L'équipe de France masculine d'épée, médaillée de bronze dimanche lors des Championnats du monde d'escrime à Budapest (Hongrie), a apporté la deuxième médaille au clan français, après celle d'argent obtenue par les Françaises au fleuret la veille. Mais elle éprouvait des regrets à l'issue de la compétition, tant le titre mondial lui tendait les bras.

Sacrés champions du monde sans discontinuité entre 2005 et 2011, les Français souhaitaient ardemment reconquérir un titre qui leur avait échappé l'an passé contre les Américains, alors que l'épreuve n'était pas présente aux Jeux de Londres. Cette médaille de bronze laisse quand même un goût amer, au regard de cette drôle de demi-finale contre l'Ukraine, une heure plus tôt. Dans une rencontre extrêmement tactique, avec des choix visant à abréger les assauts, prévus sur trois minutes mais souvent écourtés pour non-combativité, les Français se sont inclinés 17-15.

«Je prends le relais à +2, il faut prendre des décisions, et je décide de ne pas tirer, a expliqué Daniel Jérent, benjamin de l'équipe (22 ans) à l'issue de la journée. «Le titre, je ne sais pas si on l'aurait gagné, mais la finale était à portée», a-t-il déploré. On arrive à accrocher sur la fin une médaille, ce n'est pas la plus belle, mais c'est quand même une médaille.»
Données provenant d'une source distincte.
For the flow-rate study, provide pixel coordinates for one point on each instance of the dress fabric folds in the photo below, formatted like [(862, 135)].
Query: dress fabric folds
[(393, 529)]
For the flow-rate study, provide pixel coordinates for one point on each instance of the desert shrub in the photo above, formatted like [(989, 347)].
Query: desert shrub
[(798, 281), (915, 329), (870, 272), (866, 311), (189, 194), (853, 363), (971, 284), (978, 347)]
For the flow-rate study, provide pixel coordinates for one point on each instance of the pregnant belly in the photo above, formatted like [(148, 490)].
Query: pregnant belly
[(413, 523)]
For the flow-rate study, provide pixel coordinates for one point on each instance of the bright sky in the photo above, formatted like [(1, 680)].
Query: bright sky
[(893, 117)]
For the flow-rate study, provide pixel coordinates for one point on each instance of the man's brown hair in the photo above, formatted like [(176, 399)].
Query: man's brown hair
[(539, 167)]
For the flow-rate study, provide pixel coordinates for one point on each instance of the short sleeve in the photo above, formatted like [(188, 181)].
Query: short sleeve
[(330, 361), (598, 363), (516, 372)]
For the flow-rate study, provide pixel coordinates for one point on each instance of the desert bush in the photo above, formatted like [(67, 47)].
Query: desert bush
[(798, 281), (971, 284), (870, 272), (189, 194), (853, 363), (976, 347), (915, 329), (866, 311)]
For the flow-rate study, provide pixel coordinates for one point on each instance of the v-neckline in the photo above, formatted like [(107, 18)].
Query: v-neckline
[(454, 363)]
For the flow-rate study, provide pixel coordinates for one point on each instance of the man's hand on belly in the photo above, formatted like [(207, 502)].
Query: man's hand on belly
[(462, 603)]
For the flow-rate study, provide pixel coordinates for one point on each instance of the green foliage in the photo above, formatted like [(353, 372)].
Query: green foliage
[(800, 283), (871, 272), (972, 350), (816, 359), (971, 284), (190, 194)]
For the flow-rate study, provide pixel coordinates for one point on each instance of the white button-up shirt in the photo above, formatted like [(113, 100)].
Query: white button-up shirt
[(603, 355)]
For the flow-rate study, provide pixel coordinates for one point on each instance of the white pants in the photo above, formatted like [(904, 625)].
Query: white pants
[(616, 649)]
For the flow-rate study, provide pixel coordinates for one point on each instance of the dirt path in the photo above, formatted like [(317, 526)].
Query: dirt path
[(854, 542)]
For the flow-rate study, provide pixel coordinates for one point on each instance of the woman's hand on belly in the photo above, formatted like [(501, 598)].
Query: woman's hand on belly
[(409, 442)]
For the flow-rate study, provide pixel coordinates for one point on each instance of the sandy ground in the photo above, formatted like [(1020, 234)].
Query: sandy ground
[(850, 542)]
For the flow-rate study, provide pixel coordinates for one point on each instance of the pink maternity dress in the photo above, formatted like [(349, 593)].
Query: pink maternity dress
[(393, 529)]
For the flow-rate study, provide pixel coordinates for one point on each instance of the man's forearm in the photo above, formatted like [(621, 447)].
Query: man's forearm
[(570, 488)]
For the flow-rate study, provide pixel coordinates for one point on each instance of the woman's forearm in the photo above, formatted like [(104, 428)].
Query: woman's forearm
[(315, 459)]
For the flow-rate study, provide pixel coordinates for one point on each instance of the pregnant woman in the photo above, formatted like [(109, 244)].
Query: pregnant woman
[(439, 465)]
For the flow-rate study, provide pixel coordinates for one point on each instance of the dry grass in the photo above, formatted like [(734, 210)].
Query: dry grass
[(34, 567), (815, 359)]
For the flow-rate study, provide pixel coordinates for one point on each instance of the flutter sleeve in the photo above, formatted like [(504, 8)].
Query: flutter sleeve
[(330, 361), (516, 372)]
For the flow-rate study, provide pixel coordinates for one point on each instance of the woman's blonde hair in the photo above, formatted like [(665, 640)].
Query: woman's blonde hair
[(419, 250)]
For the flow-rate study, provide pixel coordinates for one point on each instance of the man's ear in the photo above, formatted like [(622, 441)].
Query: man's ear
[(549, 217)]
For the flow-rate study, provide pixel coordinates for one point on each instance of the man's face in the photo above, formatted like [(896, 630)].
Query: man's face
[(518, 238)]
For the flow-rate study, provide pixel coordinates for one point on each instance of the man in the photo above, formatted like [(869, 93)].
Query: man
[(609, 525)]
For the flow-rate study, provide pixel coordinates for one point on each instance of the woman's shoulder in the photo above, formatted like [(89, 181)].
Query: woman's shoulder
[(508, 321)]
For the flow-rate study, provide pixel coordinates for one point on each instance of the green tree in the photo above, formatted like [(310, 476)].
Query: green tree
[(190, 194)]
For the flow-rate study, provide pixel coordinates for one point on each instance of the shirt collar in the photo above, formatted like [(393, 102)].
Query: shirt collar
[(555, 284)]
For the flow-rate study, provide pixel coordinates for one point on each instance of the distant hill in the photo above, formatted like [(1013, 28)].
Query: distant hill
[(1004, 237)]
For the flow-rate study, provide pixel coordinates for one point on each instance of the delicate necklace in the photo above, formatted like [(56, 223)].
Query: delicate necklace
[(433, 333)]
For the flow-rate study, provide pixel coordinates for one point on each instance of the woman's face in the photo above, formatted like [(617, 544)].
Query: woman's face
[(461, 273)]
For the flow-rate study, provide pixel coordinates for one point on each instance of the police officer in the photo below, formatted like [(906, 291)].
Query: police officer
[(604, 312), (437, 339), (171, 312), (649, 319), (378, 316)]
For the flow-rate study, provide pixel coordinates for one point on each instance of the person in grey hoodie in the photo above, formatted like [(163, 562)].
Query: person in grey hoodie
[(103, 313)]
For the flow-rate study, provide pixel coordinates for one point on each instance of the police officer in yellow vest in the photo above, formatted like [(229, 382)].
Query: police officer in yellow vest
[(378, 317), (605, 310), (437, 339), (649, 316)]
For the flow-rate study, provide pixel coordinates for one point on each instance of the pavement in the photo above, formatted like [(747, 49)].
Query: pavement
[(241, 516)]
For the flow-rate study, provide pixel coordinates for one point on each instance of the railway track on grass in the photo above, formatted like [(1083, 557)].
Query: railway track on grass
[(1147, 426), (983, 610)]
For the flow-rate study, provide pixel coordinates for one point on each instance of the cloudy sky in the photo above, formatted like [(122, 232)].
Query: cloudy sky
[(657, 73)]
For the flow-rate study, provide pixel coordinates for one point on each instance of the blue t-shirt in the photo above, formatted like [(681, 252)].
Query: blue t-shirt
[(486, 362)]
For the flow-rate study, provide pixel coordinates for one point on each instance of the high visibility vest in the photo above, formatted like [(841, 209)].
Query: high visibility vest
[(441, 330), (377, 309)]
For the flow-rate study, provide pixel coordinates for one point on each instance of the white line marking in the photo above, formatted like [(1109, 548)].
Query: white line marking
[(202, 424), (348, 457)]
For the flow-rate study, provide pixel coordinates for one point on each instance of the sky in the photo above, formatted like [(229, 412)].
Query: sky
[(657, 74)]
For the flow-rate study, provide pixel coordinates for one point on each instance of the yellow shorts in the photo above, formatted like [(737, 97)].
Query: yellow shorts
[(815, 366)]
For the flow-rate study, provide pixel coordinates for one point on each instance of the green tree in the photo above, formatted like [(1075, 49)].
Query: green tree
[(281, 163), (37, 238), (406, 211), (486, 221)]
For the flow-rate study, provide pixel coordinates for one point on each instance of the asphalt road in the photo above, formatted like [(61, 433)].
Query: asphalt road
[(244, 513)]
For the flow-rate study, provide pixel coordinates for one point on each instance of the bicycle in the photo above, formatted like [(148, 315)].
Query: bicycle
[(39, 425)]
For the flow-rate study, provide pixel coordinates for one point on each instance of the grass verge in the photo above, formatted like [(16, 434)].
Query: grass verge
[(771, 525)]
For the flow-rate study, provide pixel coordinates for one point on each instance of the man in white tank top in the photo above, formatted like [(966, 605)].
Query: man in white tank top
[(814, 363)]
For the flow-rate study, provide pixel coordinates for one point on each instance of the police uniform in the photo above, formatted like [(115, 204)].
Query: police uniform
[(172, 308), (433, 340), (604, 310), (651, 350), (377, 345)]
A l'issue de cette défaite en demi-finale, les Français se sont bien repris dans le match pour la troisième place. Ils ont nettement dominé la Pologne 45-35.

«Je dirai que c'est quand même positif. Pour moi, ce n'est pas seulement une médaille de bronze, mais c'est une médaille de bronze, tout court. Elle a la valeur de l'or", s'est exclamé Ivan Trevejo, 41 ans et vétéran d'une équipe, savant mélange d'anciens comme Trevejo et Ulrich Robeiri (31 ans) et de jeunes, comme Jérent (22 ans) et Alexandre Blazsyck (25 ans).

En finale, la Hongrie, avec tout un peuple derrière elle, est allée ...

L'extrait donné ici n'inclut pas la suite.